Trump, Tanks and Late Imperialism

A military parade may be just what America needs.

American soldiers rehearse the inaugural parade of Donald Trump in Washington DC, January 15, 2017
American soldiers rehearse the inaugural parade of Donald Trump in Washington DC, January 15, 2017 (USAF/Brian Ferguson)

Donald Trump wants to see tanks rolling down Pennsylvania Avenue. He couldn’t get a military parade for his inauguration, but, after attending the Bastille Day celebrations in France, the American is determined to get one this year.

“The marching orders were: I want a parade like the one in France,” an official told The Washington Post.
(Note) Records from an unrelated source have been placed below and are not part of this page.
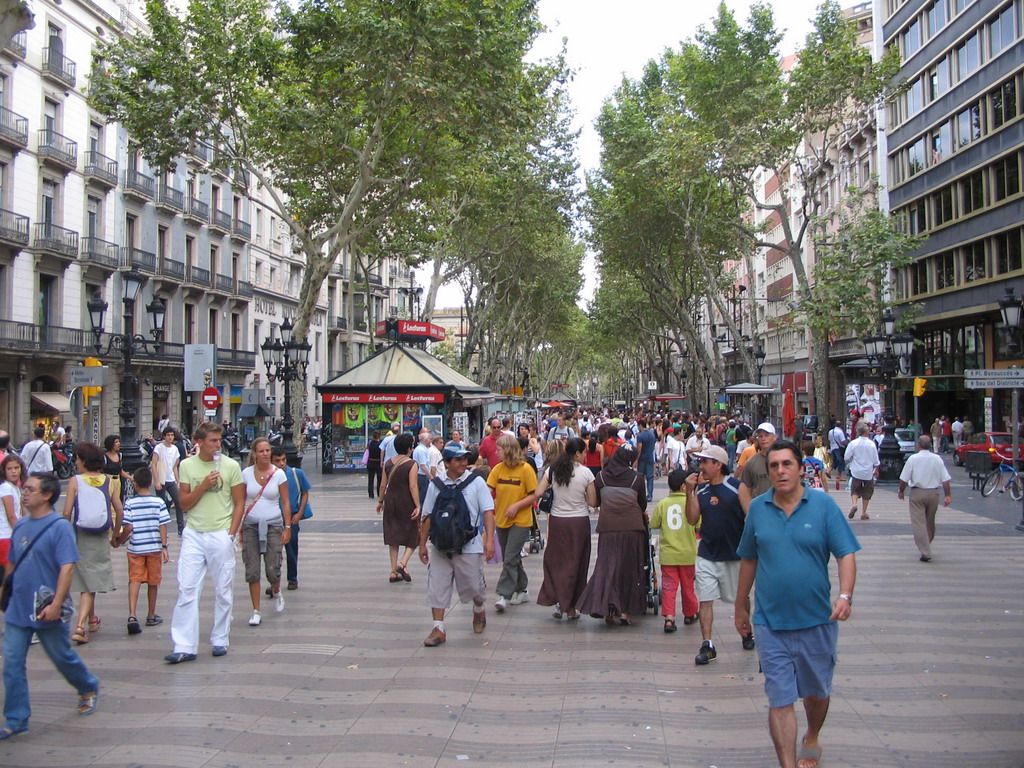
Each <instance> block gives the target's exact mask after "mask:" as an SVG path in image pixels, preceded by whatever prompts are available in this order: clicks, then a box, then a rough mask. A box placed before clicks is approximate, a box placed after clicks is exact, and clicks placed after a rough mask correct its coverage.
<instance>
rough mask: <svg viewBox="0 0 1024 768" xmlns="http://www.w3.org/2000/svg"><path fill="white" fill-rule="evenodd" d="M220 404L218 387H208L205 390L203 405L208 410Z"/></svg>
mask: <svg viewBox="0 0 1024 768" xmlns="http://www.w3.org/2000/svg"><path fill="white" fill-rule="evenodd" d="M219 404H220V392H219V391H217V388H216V387H207V388H206V389H204V390H203V406H204V407H205V408H206V410H207V411H213V410H214V409H216V408H217V406H219Z"/></svg>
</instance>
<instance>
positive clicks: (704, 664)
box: [693, 640, 718, 666]
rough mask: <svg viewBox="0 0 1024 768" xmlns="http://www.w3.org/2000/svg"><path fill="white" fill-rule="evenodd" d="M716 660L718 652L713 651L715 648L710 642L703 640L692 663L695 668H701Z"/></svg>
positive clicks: (709, 640)
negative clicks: (702, 641)
mask: <svg viewBox="0 0 1024 768" xmlns="http://www.w3.org/2000/svg"><path fill="white" fill-rule="evenodd" d="M716 658H718V651H717V650H715V646H714V645H712V644H711V640H705V641H703V642H702V643H701V644H700V650H699V651H698V652H697V655H696V657H694V659H693V663H694V664H695V665H697V666H702V665H706V664H708V663H709V662H714V660H715V659H716Z"/></svg>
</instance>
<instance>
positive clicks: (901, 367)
mask: <svg viewBox="0 0 1024 768" xmlns="http://www.w3.org/2000/svg"><path fill="white" fill-rule="evenodd" d="M895 331H896V316H895V315H894V314H893V310H892V309H891V308H886V310H885V311H884V312H883V313H882V334H881V335H877V336H868V337H866V338H865V339H864V349H865V351H866V352H867V361H868V364H870V365H871V366H873V367H876V368H878V370H879V375H880V377H881V378H882V380H883V382H885V384H886V395H887V396H886V398H885V403H884V408H885V414H884V416H883V419H884V420H885V424H884V426H883V428H882V429H883V432H884V435H885V436H884V437H883V438H882V444H881V445H880V446H879V460H880V461H881V464H882V466H881V468H880V471H879V479H880V480H882V481H884V482H896V481H897V480H899V475H900V472H902V470H903V452H901V451H900V450H899V441H898V440H897V439H896V434H895V431H896V421H895V420H896V414H895V410H896V394H895V392H893V390H892V382H893V379H894V378H896V375H897V374H902V375H904V376H905V375H906V374H908V373H909V372H910V352H911V351H912V350H913V337H912V336H911V335H910V334H908V333H895Z"/></svg>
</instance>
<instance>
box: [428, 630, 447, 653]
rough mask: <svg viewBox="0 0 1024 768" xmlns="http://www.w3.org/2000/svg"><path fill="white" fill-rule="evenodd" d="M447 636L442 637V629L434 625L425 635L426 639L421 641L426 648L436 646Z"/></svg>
mask: <svg viewBox="0 0 1024 768" xmlns="http://www.w3.org/2000/svg"><path fill="white" fill-rule="evenodd" d="M446 639H447V638H446V637H444V630H439V629H437V628H436V627H434V629H433V631H431V633H430V634H429V635H427V639H426V640H424V641H423V644H424V645H426V646H427V647H428V648H436V647H437V646H438V645H440V644H441V643H443V642H444V641H445V640H446Z"/></svg>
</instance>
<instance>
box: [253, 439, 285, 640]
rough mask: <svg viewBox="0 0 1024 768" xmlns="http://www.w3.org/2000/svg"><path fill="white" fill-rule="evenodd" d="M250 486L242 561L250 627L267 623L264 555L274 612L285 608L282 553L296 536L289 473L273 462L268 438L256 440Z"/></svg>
mask: <svg viewBox="0 0 1024 768" xmlns="http://www.w3.org/2000/svg"><path fill="white" fill-rule="evenodd" d="M242 480H243V482H244V483H245V486H246V512H245V516H244V517H243V520H242V528H241V530H240V534H241V541H242V562H243V563H244V564H245V566H246V582H247V583H248V584H249V597H250V598H252V601H253V614H252V616H251V617H250V618H249V626H250V627H258V626H259V624H260V622H262V621H263V617H262V614H261V613H260V610H259V601H260V588H259V587H260V583H259V579H260V577H259V565H260V555H262V556H263V564H264V568H265V570H266V578H267V580H268V581H269V582H270V594H271V595H272V596H273V598H274V600H275V604H274V610H276V611H278V612H279V613H280V612H281V611H283V610H284V609H285V596H284V595H282V594H281V553H282V550H283V548H284V545H286V544H288V540H289V539H291V536H292V525H291V522H290V521H291V519H292V508H291V503H290V502H289V495H288V477H287V475H286V474H285V470H283V469H280V468H278V467H275V466H273V464H271V463H270V443H269V441H268V440H267V439H266V438H265V437H257V438H256V439H255V440H253V443H252V446H251V452H250V454H249V466H248V467H246V468H245V469H244V470H242Z"/></svg>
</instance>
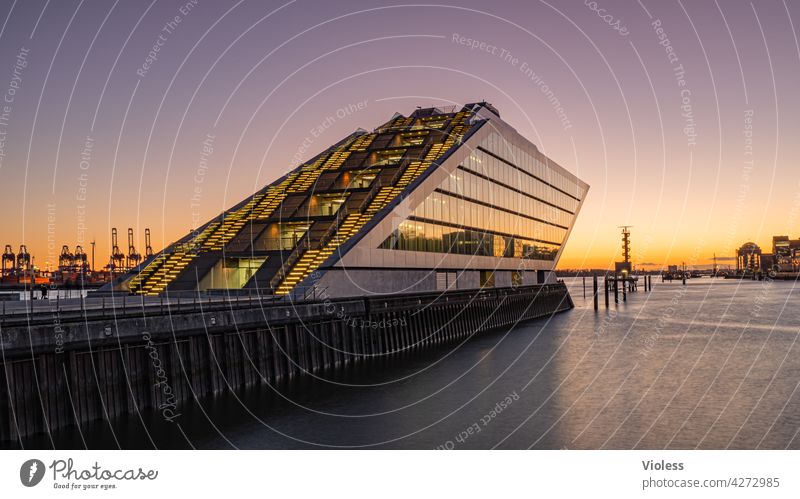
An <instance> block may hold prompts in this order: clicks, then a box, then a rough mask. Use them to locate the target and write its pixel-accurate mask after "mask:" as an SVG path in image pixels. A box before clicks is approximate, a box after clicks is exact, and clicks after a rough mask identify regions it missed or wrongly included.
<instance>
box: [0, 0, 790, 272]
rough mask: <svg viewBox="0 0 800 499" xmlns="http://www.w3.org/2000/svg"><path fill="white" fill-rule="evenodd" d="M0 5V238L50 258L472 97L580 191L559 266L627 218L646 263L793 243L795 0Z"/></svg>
mask: <svg viewBox="0 0 800 499" xmlns="http://www.w3.org/2000/svg"><path fill="white" fill-rule="evenodd" d="M587 4H588V5H587ZM0 5H2V7H0V23H2V24H1V26H2V28H1V30H0V93H1V94H2V97H0V99H2V100H3V101H2V102H0V181H1V182H2V188H3V195H2V196H0V209H2V212H3V215H4V216H3V217H2V221H0V235H2V237H1V238H0V244H3V245H5V244H11V245H12V246H13V247H14V250H15V251H16V250H17V249H18V247H19V245H20V244H21V243H23V242H24V243H26V244H27V245H28V248H29V249H30V250H31V252H32V253H33V254H34V256H35V258H36V264H37V265H38V266H40V267H46V266H47V262H50V264H51V265H53V264H55V263H56V261H57V254H58V252H59V251H60V248H61V245H62V244H68V245H69V246H70V247H74V246H75V245H76V244H82V245H83V247H84V249H87V250H88V248H89V246H90V245H89V242H90V241H91V240H92V239H96V241H97V266H98V267H100V266H102V265H104V264H105V263H106V262H107V258H108V253H109V249H110V247H109V245H110V236H109V233H110V229H111V227H117V228H118V229H119V231H120V236H121V241H120V242H121V243H122V245H123V246H124V245H126V243H125V241H124V239H125V232H126V231H127V228H128V227H133V228H135V230H136V235H137V238H138V240H137V245H138V247H139V250H140V251H143V245H144V242H143V233H144V228H145V227H149V228H150V229H151V230H152V233H153V246H154V249H155V250H156V251H158V250H159V249H161V248H162V247H163V246H164V245H166V244H168V243H170V242H171V241H173V240H175V239H177V238H179V237H181V236H183V235H184V234H185V233H186V232H187V231H189V230H190V229H192V228H193V227H194V226H196V225H199V224H200V223H202V222H205V221H206V220H207V219H209V218H211V217H213V216H214V215H216V214H218V213H219V212H220V211H221V210H222V209H224V208H228V207H230V206H231V205H233V204H235V203H236V202H238V201H240V200H241V199H243V198H244V197H246V196H247V195H248V194H251V193H252V192H253V191H255V190H256V189H257V188H259V187H261V186H263V185H265V184H267V183H269V182H271V181H272V180H274V179H276V178H277V177H279V176H281V175H282V174H284V173H285V172H286V171H287V170H289V169H290V168H291V167H292V166H294V165H295V164H296V158H298V157H300V158H303V159H307V158H309V157H311V156H313V155H315V154H316V153H318V152H319V151H321V150H323V149H324V148H326V147H327V146H329V145H330V144H332V143H334V142H336V141H338V140H340V139H341V138H343V137H344V136H345V135H347V134H349V133H350V132H352V131H353V130H354V129H356V128H358V127H362V128H366V129H372V128H374V127H376V126H378V125H379V124H381V123H383V122H384V121H386V120H387V119H388V118H390V117H391V115H392V114H393V113H394V112H395V111H398V112H401V113H403V114H408V113H409V112H411V111H413V109H414V108H415V107H416V106H431V105H444V104H463V103H467V102H475V101H480V100H486V101H489V102H491V103H492V104H494V105H495V106H496V107H497V108H498V109H499V110H500V113H501V116H502V118H503V119H504V120H505V121H507V122H508V123H510V124H511V125H512V126H514V127H516V128H517V130H519V132H520V133H522V134H523V135H524V136H525V137H527V138H528V139H530V140H531V141H532V142H534V143H535V144H536V145H537V146H538V147H539V148H540V149H541V150H542V151H543V152H544V153H545V154H546V155H548V156H549V157H550V158H552V159H554V160H555V161H557V162H558V163H560V164H561V165H562V166H564V167H565V168H567V169H568V170H569V171H571V172H574V173H575V174H577V175H578V176H579V177H580V178H581V179H583V180H585V181H586V182H587V183H589V184H590V185H591V190H590V192H589V196H588V198H587V199H586V201H585V203H584V205H583V209H582V212H581V213H580V216H579V217H578V221H577V224H576V225H575V228H574V230H573V232H572V235H571V237H570V239H569V242H568V244H567V248H566V250H565V252H564V254H563V257H562V259H561V262H560V267H561V268H575V267H606V266H607V265H609V264H611V262H613V261H614V260H615V259H617V258H619V229H618V228H617V227H618V226H619V225H623V224H624V225H632V226H633V229H632V232H633V238H632V247H633V256H634V260H635V263H636V264H637V265H639V266H648V265H649V266H651V267H656V268H658V267H661V266H666V265H668V264H679V263H681V262H686V263H687V265H691V264H693V263H696V264H708V263H710V262H711V258H712V255H713V254H715V253H716V255H717V256H718V257H719V258H720V263H722V264H727V263H731V264H733V262H727V261H724V260H723V258H724V257H730V256H731V255H732V253H733V250H734V249H735V248H736V247H738V246H739V245H740V244H741V243H744V242H745V241H748V240H752V241H755V242H756V243H758V244H760V245H761V246H762V248H764V249H765V251H769V250H770V248H771V238H772V236H773V235H777V234H785V235H789V236H792V237H793V238H796V237H799V236H800V165H799V164H798V159H797V158H798V155H799V154H798V153H800V140H798V137H800V133H799V132H800V130H798V128H800V125H799V123H800V120H798V118H797V117H798V116H800V98H798V88H797V86H798V82H800V47H799V46H798V40H797V37H796V34H795V33H796V31H797V30H798V28H800V26H798V28H796V27H795V26H794V25H793V24H792V23H793V22H794V23H795V24H798V25H800V6H799V5H797V4H796V3H795V4H791V5H790V4H786V3H782V2H781V1H768V2H767V1H755V2H753V3H752V4H751V3H750V2H688V1H682V2H681V1H667V2H657V1H655V0H642V1H641V2H636V1H611V0H598V2H589V1H587V2H584V1H583V0H579V1H574V2H544V1H539V2H535V1H531V2H520V1H502V0H498V1H494V2H485V1H472V0H460V1H459V2H453V4H452V5H451V6H445V5H414V6H408V5H404V4H403V3H401V2H375V1H372V2H367V1H339V2H311V1H307V0H298V1H294V2H286V3H281V2H255V1H240V2H233V1H232V2H211V1H208V0H179V1H171V0H166V1H158V2H156V1H153V2H152V3H150V2H141V1H130V0H120V1H117V2H112V1H88V0H87V1H80V0H76V1H61V0H59V1H49V2H47V1H45V0H41V1H34V0H31V1H28V0H25V1H13V2H12V1H11V0H3V1H2V3H0ZM462 37H467V38H468V39H469V40H470V42H469V43H468V44H465V43H463V42H462V43H459V40H463V38H462ZM472 40H475V41H476V43H472ZM493 47H496V49H493ZM156 50H157V51H156ZM152 55H155V58H153V57H151V56H152ZM506 56H508V57H506ZM526 69H530V70H529V71H527V72H526ZM531 72H533V74H534V75H535V76H536V78H535V79H534V78H532V77H531ZM548 90H549V91H552V94H549V93H548ZM554 99H557V103H555V102H556V101H554ZM559 104H560V107H561V108H563V110H561V111H560V112H559V111H558V110H557V109H556V107H557V106H558V105H559ZM329 117H330V118H332V119H329ZM312 129H316V131H314V132H312ZM48 217H50V233H51V245H50V247H48Z"/></svg>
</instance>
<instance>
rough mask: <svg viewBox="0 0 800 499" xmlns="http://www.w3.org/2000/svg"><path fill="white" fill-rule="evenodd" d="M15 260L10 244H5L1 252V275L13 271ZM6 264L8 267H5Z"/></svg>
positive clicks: (13, 253)
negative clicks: (1, 256) (2, 257)
mask: <svg viewBox="0 0 800 499" xmlns="http://www.w3.org/2000/svg"><path fill="white" fill-rule="evenodd" d="M16 262H17V255H15V254H14V250H13V249H12V248H11V245H10V244H6V250H5V251H4V252H3V277H6V276H7V275H11V274H12V273H13V272H14V267H15V264H16ZM6 264H8V267H6Z"/></svg>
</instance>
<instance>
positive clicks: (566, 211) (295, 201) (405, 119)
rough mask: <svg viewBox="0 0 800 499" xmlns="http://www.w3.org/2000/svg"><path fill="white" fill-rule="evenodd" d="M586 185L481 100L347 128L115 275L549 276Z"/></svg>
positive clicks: (411, 277) (362, 280)
mask: <svg viewBox="0 0 800 499" xmlns="http://www.w3.org/2000/svg"><path fill="white" fill-rule="evenodd" d="M587 191H588V185H586V184H585V183H584V182H582V181H581V180H579V179H578V178H577V177H575V176H574V175H572V174H571V173H569V172H567V171H566V170H565V169H564V168H562V167H561V166H559V165H558V164H556V163H555V162H553V161H552V160H550V159H549V158H547V157H546V156H545V155H543V154H542V153H541V152H540V151H539V150H538V149H537V148H536V146H535V145H533V144H532V143H531V142H529V141H528V140H527V139H525V138H524V137H522V136H521V135H519V134H518V133H517V132H516V130H514V129H513V128H512V127H511V126H509V125H508V124H506V123H505V122H503V121H502V120H501V119H500V116H499V113H498V111H497V110H496V109H495V108H494V107H493V106H491V105H490V104H488V103H486V102H480V103H474V104H467V105H465V106H463V107H462V108H460V109H458V108H452V109H442V108H427V109H417V110H416V111H414V112H413V113H411V114H410V115H409V116H403V115H401V114H395V116H394V117H392V119H390V120H389V121H388V122H386V123H384V124H383V125H381V126H379V127H378V128H376V129H375V130H374V131H373V132H366V131H364V130H358V131H356V132H355V133H353V134H352V135H350V136H348V137H346V138H345V139H344V140H342V141H340V142H339V143H337V144H334V145H333V146H331V147H330V148H329V149H327V150H326V151H324V152H323V153H321V154H319V155H318V156H316V157H315V158H313V159H312V160H310V161H309V162H307V163H305V164H303V165H301V166H299V167H298V168H296V169H295V170H293V171H292V172H290V173H289V174H287V175H286V176H284V177H282V178H280V179H278V180H276V181H275V182H274V183H273V184H271V185H269V186H267V187H265V188H264V189H262V190H260V191H259V192H257V193H255V194H254V195H253V196H251V197H250V198H248V199H245V200H244V201H242V202H241V203H239V204H238V205H236V206H234V207H233V208H231V209H230V210H228V211H226V212H224V213H222V214H220V215H219V216H217V217H216V218H214V219H213V220H211V221H209V222H208V223H207V224H205V225H204V226H202V227H200V228H198V229H197V230H195V231H193V232H192V233H190V234H188V235H187V236H185V237H184V238H183V239H181V240H179V241H178V242H176V243H174V244H172V245H170V246H169V247H167V248H166V249H165V250H164V251H163V252H161V253H159V254H157V255H156V256H154V257H153V258H151V259H149V260H148V261H146V262H144V264H143V265H141V266H140V267H139V268H137V269H136V270H135V271H133V272H131V273H130V274H128V275H127V276H126V277H125V278H124V279H121V280H120V281H119V283H118V284H117V287H118V288H120V289H121V290H129V291H131V292H134V293H142V294H159V293H162V292H165V291H190V290H200V291H204V290H216V289H228V290H234V289H244V290H254V289H257V290H259V292H261V293H274V294H279V295H285V294H290V293H307V292H308V290H310V289H314V290H316V291H319V292H321V293H322V292H324V293H325V294H327V295H328V296H355V295H364V294H380V293H404V292H417V291H432V290H437V289H439V290H443V289H467V288H479V287H486V286H498V287H500V286H512V285H531V284H542V283H546V282H552V281H553V280H554V275H553V272H552V271H553V269H554V267H555V265H556V263H557V262H558V258H559V256H560V254H561V251H562V249H563V247H564V244H565V243H566V240H567V237H568V236H569V232H570V230H571V228H572V226H573V224H574V222H575V218H576V217H577V215H578V212H579V211H580V208H581V204H582V203H583V200H584V198H585V196H586V193H587Z"/></svg>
Of course, this is primarily about Trump overcompensating for his insecurities by wrapping himself in the American flag. (Literally, look what he did to the Oval Office.)

But it also says something about this moment in American history.

Peak

All the pomp and circumstance we associate with the British Empire was a late Victorian invention. It was a full two centuries after the Battle of Plassey, which established British rule in Bengal, that Benjamin Disraeli crowned Victoria empress of India — right around the time when other European powers and Japan started to seriously compete for colonies.

American hyperpower has similarly peaked. Now its status as the world’s only superpower is slipping away. It has been unable to win its wars in the Middle East. Other powers, particularly China and Russia, are pushing up against American supremacy in Asia and Europe. Problems are piling up at home, from health care to infrastructure to the politicization of the courts and the security state.

Tanks and flags would be a nice distraction; a chance for America to feel — how would the president put it? — great again.